"In your AHA Provider manual, you will see it stated in the bradycardia algorithm section that atropine is not effective for Mobitz II and Complete Heart Block. I have had a number of people ask why it is not effective. Here is an explanation:
First, let’s look at atropine and how it works. Atropine increases firing of the sinoatrial node (atria) and conduction through the atrioventricular node (AV) of the heart by blocking the action of the vagus nerve.
With 3rd-degree block, there is a complete block and disassociation of the electrical activity that is occurring in the atria and ventricles. Since atropine’s affect is primarily on the SA node in the atria, a 3rd-degree block would prevent its affect on the SA node from influencing the rate of ventricular contraction which is needed to improve perfusion.
With Mobitz-II, aka, Second-degree AV Block Type II, the situation is similar. There is a partial block in the electrical impulses from the atria (SA) to the ventricles, and thus the affects of atropine would not significantly change the status of the ventricles.
This block can also rapidly progress to 3rd-degree block.
To summarize, Atropine may speed the firing rate of the SA node (atria), but the ventricles are not responding to anything the atria (SA node) puts out. Thus, the heart rates will not increase.
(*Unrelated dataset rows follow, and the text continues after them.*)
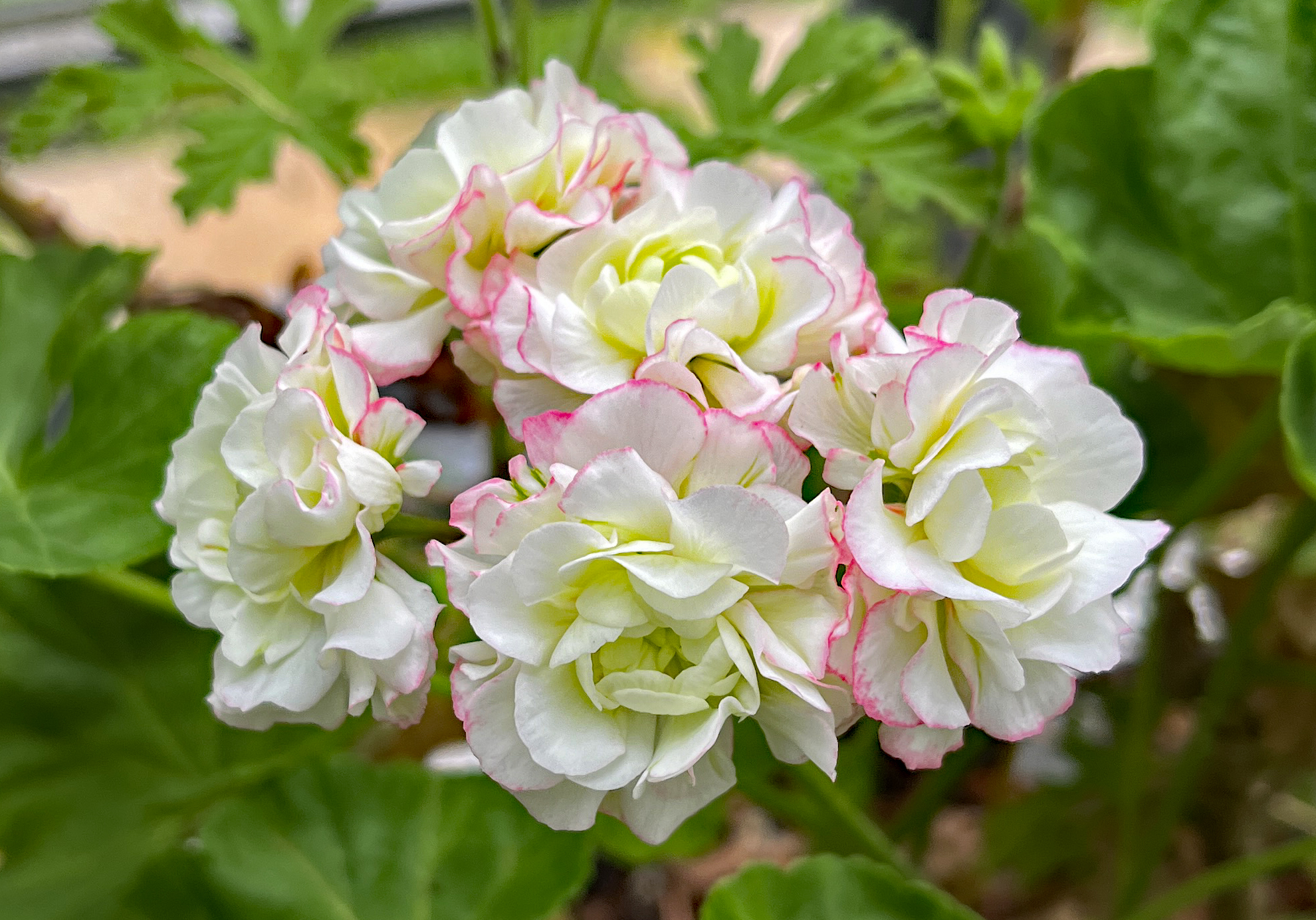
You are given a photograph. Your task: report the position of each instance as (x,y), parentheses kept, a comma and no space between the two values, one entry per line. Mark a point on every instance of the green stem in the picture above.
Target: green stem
(970,277)
(1224,877)
(1216,479)
(523,19)
(829,799)
(1136,750)
(416,528)
(1223,689)
(934,786)
(598,20)
(133,586)
(500,62)
(956,20)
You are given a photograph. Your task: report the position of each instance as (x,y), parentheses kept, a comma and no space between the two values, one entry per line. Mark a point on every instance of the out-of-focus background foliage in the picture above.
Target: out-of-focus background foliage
(1137,178)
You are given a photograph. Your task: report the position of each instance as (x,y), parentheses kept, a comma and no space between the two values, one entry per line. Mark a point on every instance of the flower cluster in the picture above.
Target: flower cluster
(649,573)
(667,342)
(493,183)
(982,470)
(292,462)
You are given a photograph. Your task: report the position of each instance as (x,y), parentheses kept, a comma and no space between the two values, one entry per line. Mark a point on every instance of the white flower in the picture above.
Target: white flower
(649,573)
(713,285)
(982,471)
(291,463)
(496,178)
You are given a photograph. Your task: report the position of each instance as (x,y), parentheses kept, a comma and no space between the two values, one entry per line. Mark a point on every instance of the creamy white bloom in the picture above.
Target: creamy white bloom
(498,178)
(291,463)
(982,471)
(711,285)
(648,574)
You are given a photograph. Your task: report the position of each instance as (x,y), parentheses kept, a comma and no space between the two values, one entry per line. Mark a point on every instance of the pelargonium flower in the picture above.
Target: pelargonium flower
(649,573)
(711,285)
(982,471)
(499,177)
(291,463)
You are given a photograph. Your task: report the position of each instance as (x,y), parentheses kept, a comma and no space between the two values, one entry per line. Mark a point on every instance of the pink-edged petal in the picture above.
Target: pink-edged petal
(520,399)
(882,651)
(401,348)
(927,683)
(661,424)
(878,537)
(389,428)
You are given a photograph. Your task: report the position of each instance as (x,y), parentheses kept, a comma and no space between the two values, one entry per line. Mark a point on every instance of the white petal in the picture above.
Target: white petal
(921,748)
(561,727)
(619,489)
(730,525)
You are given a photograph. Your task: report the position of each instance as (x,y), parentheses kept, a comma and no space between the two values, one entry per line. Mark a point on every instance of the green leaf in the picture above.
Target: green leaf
(236,145)
(353,842)
(1184,194)
(83,499)
(828,887)
(1298,408)
(108,753)
(855,103)
(240,104)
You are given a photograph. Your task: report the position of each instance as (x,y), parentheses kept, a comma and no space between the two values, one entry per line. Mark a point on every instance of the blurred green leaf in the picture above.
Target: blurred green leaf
(855,99)
(350,840)
(79,499)
(240,104)
(828,887)
(992,100)
(108,753)
(1184,194)
(1298,409)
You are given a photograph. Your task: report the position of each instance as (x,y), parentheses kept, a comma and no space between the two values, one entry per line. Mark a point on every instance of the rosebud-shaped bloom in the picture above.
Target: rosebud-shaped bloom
(982,471)
(291,463)
(498,177)
(649,573)
(713,285)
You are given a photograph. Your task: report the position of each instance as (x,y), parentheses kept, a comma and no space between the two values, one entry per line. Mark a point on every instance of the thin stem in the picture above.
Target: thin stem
(133,586)
(523,17)
(500,62)
(832,800)
(1135,754)
(1223,687)
(1135,765)
(1224,877)
(416,528)
(1216,479)
(598,20)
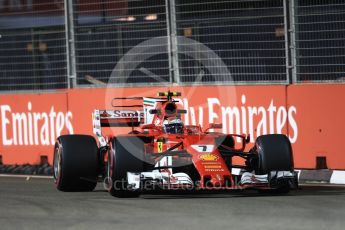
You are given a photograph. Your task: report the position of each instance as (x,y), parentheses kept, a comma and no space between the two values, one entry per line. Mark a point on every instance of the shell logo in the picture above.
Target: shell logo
(208,157)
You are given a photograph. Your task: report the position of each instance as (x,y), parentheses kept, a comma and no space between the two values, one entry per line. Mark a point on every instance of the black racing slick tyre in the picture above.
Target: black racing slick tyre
(75,163)
(274,153)
(126,154)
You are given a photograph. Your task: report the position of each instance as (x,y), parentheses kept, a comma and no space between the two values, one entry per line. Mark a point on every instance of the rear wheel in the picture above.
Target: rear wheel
(75,163)
(274,153)
(125,155)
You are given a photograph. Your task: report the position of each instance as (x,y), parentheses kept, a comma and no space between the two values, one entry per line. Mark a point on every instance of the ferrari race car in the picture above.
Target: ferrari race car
(161,153)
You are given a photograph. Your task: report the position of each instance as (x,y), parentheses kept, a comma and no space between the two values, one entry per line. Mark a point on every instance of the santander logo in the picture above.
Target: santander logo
(33,128)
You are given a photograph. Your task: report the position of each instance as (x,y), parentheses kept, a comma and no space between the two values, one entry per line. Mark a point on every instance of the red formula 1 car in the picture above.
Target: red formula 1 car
(163,153)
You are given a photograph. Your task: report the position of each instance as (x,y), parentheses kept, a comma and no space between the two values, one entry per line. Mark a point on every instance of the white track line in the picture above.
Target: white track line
(26,176)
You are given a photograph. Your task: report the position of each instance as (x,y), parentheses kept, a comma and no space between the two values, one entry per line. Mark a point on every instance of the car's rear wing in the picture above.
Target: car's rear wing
(115,118)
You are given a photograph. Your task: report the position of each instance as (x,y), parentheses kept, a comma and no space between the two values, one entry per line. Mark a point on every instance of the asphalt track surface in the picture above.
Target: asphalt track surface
(36,204)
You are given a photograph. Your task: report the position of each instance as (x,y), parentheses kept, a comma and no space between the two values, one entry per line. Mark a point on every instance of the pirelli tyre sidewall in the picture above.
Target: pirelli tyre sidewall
(75,163)
(274,153)
(125,155)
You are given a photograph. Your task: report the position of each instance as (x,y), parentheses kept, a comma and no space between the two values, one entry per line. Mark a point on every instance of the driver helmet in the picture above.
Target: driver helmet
(173,126)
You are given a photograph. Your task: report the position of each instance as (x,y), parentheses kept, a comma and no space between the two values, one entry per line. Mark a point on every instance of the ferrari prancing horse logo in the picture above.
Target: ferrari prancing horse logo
(160,146)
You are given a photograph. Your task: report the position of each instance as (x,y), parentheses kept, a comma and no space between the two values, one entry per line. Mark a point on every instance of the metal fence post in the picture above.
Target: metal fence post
(173,40)
(293,35)
(70,44)
(287,42)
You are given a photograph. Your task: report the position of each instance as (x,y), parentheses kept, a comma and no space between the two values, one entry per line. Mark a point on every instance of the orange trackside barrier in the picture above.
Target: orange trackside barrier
(308,114)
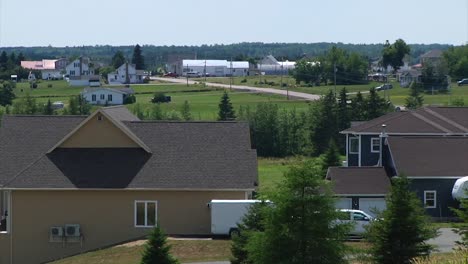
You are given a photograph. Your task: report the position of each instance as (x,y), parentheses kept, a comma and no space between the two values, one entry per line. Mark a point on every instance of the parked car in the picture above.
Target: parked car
(462,82)
(358,218)
(193,74)
(171,74)
(382,87)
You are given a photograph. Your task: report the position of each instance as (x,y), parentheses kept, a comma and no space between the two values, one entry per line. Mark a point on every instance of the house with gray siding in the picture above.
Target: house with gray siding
(428,145)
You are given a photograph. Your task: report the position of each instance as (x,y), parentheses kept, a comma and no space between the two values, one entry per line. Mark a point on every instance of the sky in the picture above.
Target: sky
(195,22)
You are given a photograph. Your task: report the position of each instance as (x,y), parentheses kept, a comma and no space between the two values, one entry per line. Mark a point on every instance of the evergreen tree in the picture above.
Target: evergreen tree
(324,123)
(48,109)
(118,59)
(415,99)
(402,231)
(157,250)
(73,108)
(252,222)
(462,230)
(185,111)
(343,117)
(6,94)
(331,157)
(226,111)
(138,58)
(358,108)
(375,105)
(84,108)
(300,227)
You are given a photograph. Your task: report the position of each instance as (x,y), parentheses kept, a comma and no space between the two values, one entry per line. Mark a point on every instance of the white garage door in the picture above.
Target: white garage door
(368,204)
(343,203)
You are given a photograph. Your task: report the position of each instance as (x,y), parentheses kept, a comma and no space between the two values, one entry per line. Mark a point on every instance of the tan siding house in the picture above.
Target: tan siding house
(75,184)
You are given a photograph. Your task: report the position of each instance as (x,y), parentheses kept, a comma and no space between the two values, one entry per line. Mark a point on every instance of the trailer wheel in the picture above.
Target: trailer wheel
(233,232)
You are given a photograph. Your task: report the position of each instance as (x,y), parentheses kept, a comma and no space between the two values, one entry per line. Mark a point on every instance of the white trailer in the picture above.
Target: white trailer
(226,214)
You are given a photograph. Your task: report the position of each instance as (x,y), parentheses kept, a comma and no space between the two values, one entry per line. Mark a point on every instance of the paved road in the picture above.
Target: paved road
(305,96)
(445,242)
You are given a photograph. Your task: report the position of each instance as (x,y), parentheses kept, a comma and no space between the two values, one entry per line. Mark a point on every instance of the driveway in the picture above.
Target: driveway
(445,242)
(299,95)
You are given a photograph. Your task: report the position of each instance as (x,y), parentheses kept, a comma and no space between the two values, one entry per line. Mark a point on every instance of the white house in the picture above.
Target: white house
(218,68)
(126,74)
(106,96)
(270,66)
(80,71)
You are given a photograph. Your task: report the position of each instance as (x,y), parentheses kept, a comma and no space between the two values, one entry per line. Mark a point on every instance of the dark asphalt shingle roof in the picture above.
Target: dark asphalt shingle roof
(426,120)
(430,156)
(184,155)
(359,180)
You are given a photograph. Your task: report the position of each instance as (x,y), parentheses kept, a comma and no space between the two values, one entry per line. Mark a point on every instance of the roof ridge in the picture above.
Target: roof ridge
(396,115)
(432,123)
(443,118)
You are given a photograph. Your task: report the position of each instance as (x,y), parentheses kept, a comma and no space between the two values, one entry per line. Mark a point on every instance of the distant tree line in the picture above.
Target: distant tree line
(156,56)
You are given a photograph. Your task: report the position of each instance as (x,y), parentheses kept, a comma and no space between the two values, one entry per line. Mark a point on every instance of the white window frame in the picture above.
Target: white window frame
(6,207)
(146,202)
(435,199)
(350,144)
(373,145)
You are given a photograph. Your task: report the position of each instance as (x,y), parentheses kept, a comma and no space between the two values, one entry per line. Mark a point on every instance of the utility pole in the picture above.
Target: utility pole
(334,73)
(230,78)
(186,74)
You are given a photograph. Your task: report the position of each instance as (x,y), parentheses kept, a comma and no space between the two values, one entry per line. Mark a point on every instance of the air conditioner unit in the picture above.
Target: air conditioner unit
(56,231)
(72,230)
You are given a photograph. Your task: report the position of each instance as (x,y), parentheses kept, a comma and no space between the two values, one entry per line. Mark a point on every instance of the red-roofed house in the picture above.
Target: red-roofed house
(50,69)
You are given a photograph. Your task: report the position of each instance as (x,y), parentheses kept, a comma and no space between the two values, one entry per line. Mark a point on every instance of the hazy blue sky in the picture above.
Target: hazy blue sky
(195,22)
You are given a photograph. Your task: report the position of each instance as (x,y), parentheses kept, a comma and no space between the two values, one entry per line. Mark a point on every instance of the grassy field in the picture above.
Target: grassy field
(203,100)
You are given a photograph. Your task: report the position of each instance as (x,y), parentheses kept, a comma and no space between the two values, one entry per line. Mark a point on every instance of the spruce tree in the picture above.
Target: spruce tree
(301,226)
(156,249)
(138,58)
(252,222)
(402,231)
(226,111)
(462,230)
(415,99)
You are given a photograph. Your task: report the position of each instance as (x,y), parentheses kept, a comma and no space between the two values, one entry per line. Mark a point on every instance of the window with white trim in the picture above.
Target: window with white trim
(375,145)
(430,199)
(353,145)
(146,213)
(4,212)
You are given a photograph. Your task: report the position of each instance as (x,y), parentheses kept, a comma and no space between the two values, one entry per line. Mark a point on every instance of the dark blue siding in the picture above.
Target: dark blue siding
(367,157)
(353,160)
(444,195)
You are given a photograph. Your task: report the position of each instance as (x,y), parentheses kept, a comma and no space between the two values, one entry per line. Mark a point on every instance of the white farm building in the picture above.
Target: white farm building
(219,68)
(106,96)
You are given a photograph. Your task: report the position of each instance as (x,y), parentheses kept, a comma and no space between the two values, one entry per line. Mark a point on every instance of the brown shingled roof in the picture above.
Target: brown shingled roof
(359,180)
(430,156)
(184,155)
(426,120)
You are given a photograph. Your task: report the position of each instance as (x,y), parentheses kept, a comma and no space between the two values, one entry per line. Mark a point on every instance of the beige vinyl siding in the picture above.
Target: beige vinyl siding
(105,217)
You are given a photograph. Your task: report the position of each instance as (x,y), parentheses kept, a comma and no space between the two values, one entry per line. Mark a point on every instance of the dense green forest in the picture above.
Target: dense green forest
(158,55)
There may be some action at the AV-node with atropine, but the effect will be negligible and typically not therapeutic. Atropine in most cases will not hurt the patient with 3rd-degree block unless they are unstable and you delay pacing to give atropine.
It is important to note that Mobitz II and Complete Heart Block may be associated with acute myocardial ischemia. In this case, if atropine is used and it increases the heart rate there is a high potential for worsening of the myocardial ischemia due to the increased oxygen consumption. The increased heart rate will also reduce the diastolic filling time which may worsen coronary perfusion.
Since new onset mobitz II and Complete Heart Block are commonly associated with myocardial infarction, it would be ideal to keep the HR slow (50-60) to increase diastolic filling time. Anytime you increase HR, the diastolic filling time is what takes the biggest hit.
Transcutaneous Pacing should be the first line in symptomatic Mobitz II and Symptomatic Complete Heart Block. It is very safe & less painful than in previous times due to technology improvements. Research has shown that most individuals can tolerate > 15min of transcutaneous pacing without too much difficulty."